Improve indent APIs

Introduce the 'Unindent' function to remove indentation from a document. This is a convenience function that replaces 'Indent(etree.NoIndent)'. Add an 'IndentWithSettings' function to Document. This function allows you more control over the indentation algorithm, which is configured with the new 'IndentSettings' struct. UseCRLF and PreserveLeafWhitespace were moved from Document to this new InputSettings struct. (Document.UseCRLF will continue to work, but it is deprecated since it has existed in the API for a long time. Document.PreserveLeafWhitespace has been totally removed since it was public for only a couple hours.)
author: Brett Vickers <brett@beevik.com> 2023-05-07 12:22:06 -0700
committer: Brett Vickers <brett@beevik.com> 2023-05-07 12:22:06 -0700
commit: 83a7a1267d824af921661b9fdde0b826d9e36371 (patch)

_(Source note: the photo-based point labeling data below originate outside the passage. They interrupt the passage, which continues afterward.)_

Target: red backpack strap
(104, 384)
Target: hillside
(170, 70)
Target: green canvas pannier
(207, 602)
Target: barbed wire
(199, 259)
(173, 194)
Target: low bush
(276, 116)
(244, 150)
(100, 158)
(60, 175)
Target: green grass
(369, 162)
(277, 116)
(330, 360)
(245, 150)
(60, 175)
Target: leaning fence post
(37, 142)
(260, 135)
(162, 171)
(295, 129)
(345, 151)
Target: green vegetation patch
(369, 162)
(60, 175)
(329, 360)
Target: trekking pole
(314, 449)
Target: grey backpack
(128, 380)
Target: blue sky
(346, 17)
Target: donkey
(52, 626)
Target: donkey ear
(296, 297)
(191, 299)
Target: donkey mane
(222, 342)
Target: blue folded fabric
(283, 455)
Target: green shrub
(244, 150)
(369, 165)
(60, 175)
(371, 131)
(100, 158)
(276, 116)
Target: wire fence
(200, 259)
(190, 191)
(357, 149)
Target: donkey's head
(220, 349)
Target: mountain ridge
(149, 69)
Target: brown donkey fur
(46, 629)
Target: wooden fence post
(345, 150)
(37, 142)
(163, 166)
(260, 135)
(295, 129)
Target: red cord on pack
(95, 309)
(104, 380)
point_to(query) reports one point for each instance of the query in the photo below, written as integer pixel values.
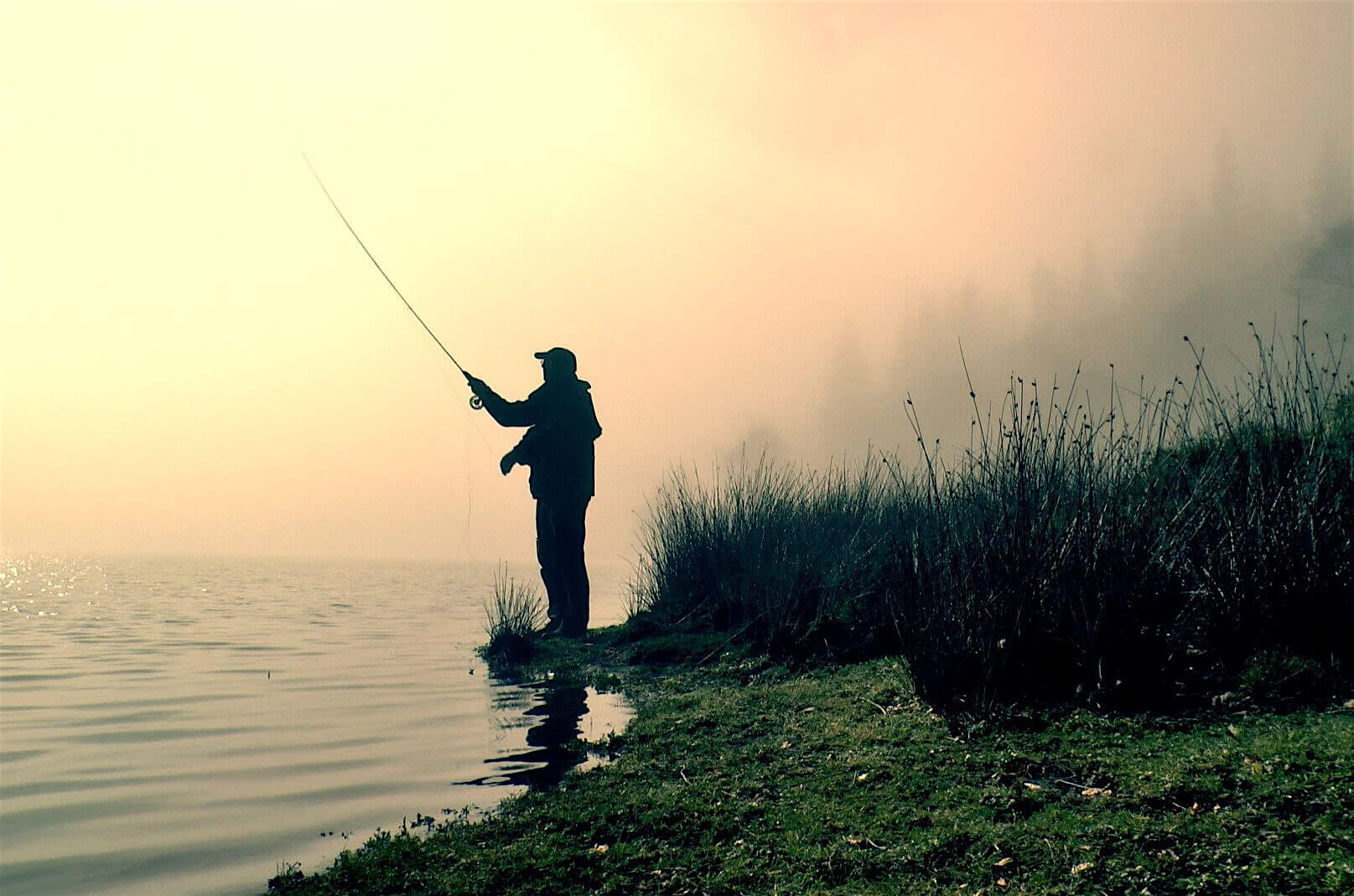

tree: 8c48796f642b37d51d0e2fbc6ea10121fbe49ac3
parent: 67ff30fec486c65fa387680d9b0c9ed5de71194d (diff)
download: go-etree-83a7a1267d824af921661b9fdde0b826d9e36371.tar.gz
2 files changed, 214 insertions, 61 deletions
diff --git a/etree.go b/etree.go
index 9e5a914..9db3660 100644
--- a/etree.go
+++ b/etree.go
@@ -66,8 +66,7 @@ func (s *ReadSettings) dup() ReadSettings {
 	}
 }
 
-// WriteSettings determine the behavior of the Document's WriteTo* and
-// Indent* methods.
+// WriteSettings determine the behavior of the Document's WriteTo* methods.
 type WriteSettings struct {
 	// CanonicalEndTags forces the production of XML end tags, even for
 	// elements that have no child elements. Default: false.
@@ -91,23 +90,19 @@ type WriteSettings struct {
 	// UseCRLF causes the document's Indent* methods to use a carriage return
 	// followed by a linefeed ("\r\n") when outputting a newline. If false,
 	// only a linefeed is used ("\n"). Default: false.
+	//
+	// Deprecated: UseCRLF is deprecated. Use IndentSettings.UseCRLF instead.
 	UseCRLF bool
-
-	// PreserveLeafWhitespace causes the document's Indent* methods to
-	// preserve whitespace inside XML elements containing only non-CDATA
-	// character data. Default: false.
-	PreserveLeafWhitespace bool
 }
 
 // newWriteSettings creates a default WriteSettings record.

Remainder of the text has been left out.